Apparatus for the Graphic Arts
Elegantly made brass-bound wooden box, 8 ½" × 15" × 3 ½", with inlaid top. The top and bottom fold out to form a writing table. An integral frame supports two writing pens. A brass plate is inscribed "Hawkins' Patent Polygraph, Manufactured and Sold by I. H. Farthing, No. 43, Cornhill, London. No. 282." Received in 1850.
John Isaac Hawkins was an English mechanic residing in Philadelphia about 1800. He was a close friend of C. W. Peale, and an inventor of such various devices as a "Patent portable grand piano," a formula for waterproofing shoes, and an improvement in distillation. About 1802 he invented the polygraph, a paper-ruling machine, and the physiognotrace, the latter of which is probably the one invention attributed to a John J. (I.?) Hawkins in the U. S. patent records (pantograph and parallel ruler, May 17, 1803).

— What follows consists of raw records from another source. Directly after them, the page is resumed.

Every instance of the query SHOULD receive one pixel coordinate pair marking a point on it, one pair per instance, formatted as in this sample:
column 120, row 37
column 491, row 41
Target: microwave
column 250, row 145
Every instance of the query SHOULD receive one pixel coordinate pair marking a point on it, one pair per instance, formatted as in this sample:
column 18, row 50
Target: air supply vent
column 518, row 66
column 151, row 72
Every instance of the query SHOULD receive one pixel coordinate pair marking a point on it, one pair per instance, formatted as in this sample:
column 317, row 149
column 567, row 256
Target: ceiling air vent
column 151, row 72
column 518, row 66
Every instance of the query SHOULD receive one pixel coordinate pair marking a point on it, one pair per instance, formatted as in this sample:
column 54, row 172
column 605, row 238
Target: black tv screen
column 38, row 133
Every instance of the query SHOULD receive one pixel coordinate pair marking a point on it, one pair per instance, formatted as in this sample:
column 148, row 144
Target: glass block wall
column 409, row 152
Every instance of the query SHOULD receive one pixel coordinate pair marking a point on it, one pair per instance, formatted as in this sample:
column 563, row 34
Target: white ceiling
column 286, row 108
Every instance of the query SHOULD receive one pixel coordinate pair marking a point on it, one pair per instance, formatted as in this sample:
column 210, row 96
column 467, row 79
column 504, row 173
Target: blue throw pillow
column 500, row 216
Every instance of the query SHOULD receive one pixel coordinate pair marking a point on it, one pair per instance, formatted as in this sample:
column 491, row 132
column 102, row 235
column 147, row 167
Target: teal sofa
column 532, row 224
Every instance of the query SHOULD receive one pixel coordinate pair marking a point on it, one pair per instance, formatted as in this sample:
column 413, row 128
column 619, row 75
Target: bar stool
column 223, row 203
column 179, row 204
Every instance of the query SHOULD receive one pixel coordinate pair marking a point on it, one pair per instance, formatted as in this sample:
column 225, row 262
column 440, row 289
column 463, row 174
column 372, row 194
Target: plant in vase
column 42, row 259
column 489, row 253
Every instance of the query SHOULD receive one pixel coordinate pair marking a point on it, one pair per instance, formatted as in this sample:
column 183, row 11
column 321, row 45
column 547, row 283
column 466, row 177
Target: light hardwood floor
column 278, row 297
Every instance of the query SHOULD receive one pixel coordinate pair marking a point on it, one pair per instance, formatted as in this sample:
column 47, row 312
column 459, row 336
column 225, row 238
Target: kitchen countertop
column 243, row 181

The polygraph was a device for writing more than one copy of a letter simultaneously, through pens connected by a mechanical linkage. As originally invented the device was apparently considered imperfect, as Hawkins left it, upon his departure for England in 1803, for Peale to perfect. Peale was to receive the American rights, save a ten per cent royalty. He did produce some for sale in October, 1803. The first one was reportedly sold to B. H. Latrobe, who showed it to Thomas Jefferson, subsequently its principal exponent. Despite Jefferson's enthusiasm the device does not appear to have been very widely adopted.34
Hawkins himself continued the improvement of the device, and manufactured it in England. The date of the present specimen is uncertain, as it has not been possible to trace the maker, Farthing. It was presented by a student of Jefferson, Nicholas P. Trist ( 1800-1874), a fact which lends credence to its alleged association with Jefferson.